Let’s see it from a farmer’s perspective
Imagine a farmer noticing something strange with their plants — maybe they have spots or
look unhealthy. In case they are not familiar with the observation, they can open up an app on
their smartphone, point the camera at the plant, and snap a picture. Upload to it the
application.
Now there are 2 possible approaches the application can take:
With the help of advanced image processing models trained using an extensive
sample space of images, the AI under the hood analyses the image and gives an
accurate response about the malignity and the precautionary measures
The app sends the image to a server where AI models are present and they analyse the
image and send back a response with the diagnosis and a feasible solution to alleviate
the symptoms. If the AI does not recognise the symptom, it sends the image to a plant
pathology lab or expert and gets back along with their advice.
Such an AI-driven approach empowers farmers with rapid and scalable solutions, enhancing
their ability to protect crops and ensure food security. AI-driven disease classification not
only expedites the detection process but also provides valuable insights, enabling farmers to
optimize resources.
The benefits of using such AI detection systems are:
Timely Disease Detection : AI enables early detection of diseases, allowing farmers
to implement timely interventions, preventing extensive crop damage and ensuring
higher yields.
Precision Agriculture : AI facilitates precision agriculture by enabling targeted
application of treatments reducing the use of pesticides and fertilizers, which
contributes to environmental sustainability.
Increased Productivity : By mitigating crop losses, AI-driven disease management
enhances agricultural productivity, supporting farmers’ livelihoods and contributing to
economic growth.
Environmental Conservation : Reduced use of chemical inputs due to targeted
treatments minimizes environmental pollution, benefiting ecosystems and
biodiversity.
Data-Driven Insights : AI systems generate valuable data and insights, enabling
data-driven decision-making for farmers, agricultural researchers, and policymakers,
leading to informed agrarian practices and policies.

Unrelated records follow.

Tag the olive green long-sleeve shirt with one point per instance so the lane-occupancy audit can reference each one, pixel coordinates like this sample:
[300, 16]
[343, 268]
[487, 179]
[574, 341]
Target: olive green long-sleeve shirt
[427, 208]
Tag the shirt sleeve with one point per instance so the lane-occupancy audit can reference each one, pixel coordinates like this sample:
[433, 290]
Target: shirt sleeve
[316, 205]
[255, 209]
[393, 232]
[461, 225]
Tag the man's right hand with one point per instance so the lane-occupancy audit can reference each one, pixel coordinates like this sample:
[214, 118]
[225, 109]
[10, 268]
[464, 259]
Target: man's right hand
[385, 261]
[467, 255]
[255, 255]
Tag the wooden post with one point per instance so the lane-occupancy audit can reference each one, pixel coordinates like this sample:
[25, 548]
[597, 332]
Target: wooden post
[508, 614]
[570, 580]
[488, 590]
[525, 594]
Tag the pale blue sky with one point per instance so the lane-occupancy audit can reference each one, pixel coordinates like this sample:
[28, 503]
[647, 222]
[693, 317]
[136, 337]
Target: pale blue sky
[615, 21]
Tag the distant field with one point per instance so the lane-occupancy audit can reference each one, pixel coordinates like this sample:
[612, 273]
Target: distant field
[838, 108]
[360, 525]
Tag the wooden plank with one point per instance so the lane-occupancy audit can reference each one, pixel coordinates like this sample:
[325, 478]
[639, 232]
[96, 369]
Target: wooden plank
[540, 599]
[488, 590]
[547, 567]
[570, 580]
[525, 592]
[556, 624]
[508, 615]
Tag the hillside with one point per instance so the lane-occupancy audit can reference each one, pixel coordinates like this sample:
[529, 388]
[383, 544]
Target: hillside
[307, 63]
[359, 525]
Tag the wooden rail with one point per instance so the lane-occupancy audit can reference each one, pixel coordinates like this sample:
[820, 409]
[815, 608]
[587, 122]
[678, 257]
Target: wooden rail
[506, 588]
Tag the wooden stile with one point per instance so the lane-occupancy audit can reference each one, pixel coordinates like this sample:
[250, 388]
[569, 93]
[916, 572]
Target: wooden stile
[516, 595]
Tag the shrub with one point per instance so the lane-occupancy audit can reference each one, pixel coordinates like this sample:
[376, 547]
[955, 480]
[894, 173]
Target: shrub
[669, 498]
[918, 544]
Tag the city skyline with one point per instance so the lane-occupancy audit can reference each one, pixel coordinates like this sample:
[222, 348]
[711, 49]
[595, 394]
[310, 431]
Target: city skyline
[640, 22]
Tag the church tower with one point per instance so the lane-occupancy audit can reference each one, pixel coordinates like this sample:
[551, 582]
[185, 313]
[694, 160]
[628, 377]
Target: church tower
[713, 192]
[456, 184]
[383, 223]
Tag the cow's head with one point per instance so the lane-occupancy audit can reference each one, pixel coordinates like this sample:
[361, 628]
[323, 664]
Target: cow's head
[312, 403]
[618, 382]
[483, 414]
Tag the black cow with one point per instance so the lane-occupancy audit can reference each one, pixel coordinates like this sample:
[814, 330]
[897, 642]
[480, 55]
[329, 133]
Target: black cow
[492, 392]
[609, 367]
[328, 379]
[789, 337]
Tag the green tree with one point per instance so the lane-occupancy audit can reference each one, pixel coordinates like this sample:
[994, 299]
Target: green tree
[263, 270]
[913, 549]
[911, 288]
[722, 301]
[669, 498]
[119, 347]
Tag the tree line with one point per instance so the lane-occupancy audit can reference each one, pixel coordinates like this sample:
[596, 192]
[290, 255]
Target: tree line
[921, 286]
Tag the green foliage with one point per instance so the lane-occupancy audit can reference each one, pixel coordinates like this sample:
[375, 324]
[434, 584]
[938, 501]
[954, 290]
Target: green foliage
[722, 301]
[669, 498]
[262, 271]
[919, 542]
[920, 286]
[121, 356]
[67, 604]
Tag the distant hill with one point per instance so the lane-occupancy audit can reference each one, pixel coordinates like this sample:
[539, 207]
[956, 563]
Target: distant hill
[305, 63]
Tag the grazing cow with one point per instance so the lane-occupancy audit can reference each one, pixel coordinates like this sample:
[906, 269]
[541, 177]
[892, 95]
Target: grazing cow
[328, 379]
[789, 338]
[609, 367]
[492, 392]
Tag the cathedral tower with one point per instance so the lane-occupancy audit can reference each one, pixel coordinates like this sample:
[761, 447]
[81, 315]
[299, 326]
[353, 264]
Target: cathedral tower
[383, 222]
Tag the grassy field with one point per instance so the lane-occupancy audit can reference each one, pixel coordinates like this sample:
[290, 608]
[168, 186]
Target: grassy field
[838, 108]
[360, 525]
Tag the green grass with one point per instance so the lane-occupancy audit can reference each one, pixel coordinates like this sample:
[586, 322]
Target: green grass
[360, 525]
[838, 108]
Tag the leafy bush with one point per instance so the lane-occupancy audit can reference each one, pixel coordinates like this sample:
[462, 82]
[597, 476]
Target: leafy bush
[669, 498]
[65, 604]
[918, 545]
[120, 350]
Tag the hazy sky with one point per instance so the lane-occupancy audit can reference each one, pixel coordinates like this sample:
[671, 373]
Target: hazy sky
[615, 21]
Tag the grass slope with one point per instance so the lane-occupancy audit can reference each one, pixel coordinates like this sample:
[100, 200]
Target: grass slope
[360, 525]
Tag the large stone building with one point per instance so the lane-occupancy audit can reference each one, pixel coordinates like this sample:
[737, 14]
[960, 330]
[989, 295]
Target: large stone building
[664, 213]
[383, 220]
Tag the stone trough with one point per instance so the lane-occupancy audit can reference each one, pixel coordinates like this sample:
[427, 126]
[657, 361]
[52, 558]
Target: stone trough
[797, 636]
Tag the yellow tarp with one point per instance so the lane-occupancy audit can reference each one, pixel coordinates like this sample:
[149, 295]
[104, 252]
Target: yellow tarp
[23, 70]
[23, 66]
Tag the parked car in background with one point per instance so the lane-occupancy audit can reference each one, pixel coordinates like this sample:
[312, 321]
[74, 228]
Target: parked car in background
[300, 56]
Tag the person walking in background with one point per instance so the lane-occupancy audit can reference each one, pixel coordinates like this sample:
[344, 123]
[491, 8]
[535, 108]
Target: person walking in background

Farm Forensics – The Sherlock of Agriculture
The first method for the use case of detecting potato blight disease is demonstrated here by
Farm Forensics, which employs a basic Deep Learning model called a Convolution Neural
Network (CNN).
Future seems bright for the Sherlock of Agriculture
Farm Forensics is a simple to use web-based utility, still in its nascent stages and aims to
cover most of the agricultural plants’ diseases and help the farmers. It aims to connect
domain experts and deliver accurate knowledge to the farmers.
The future of AI in agriculture is promising, with ongoing research and innovation poised to
revolutionize the industry further. Advancements in AI algorithms, coupled with the
proliferation of IoT devices and sensors in agricultural settings, will enable more
comprehensive and real-time monitoring of crops. AI-powered predictive models will
anticipate disease outbreaks, optimize irrigation, and enhance farm management.
“Agriculture changes the landscape more than anything else we do. It alters the
composition of species. We don’t realize it when we sit down to eat, but that is our most
profound engagement with the rest of nature.” – Michael Pollan, American author and
journalist
As we move forward, embracing the full potential of AI in agriculture and disease
management will be crucial. Continued research, investment, and adoption of AI technologies
will pave the way for a future where farmers can produce bountiful, sustainable harvests,
ensuring a stable food supply for growing populations and a healthier planet for all.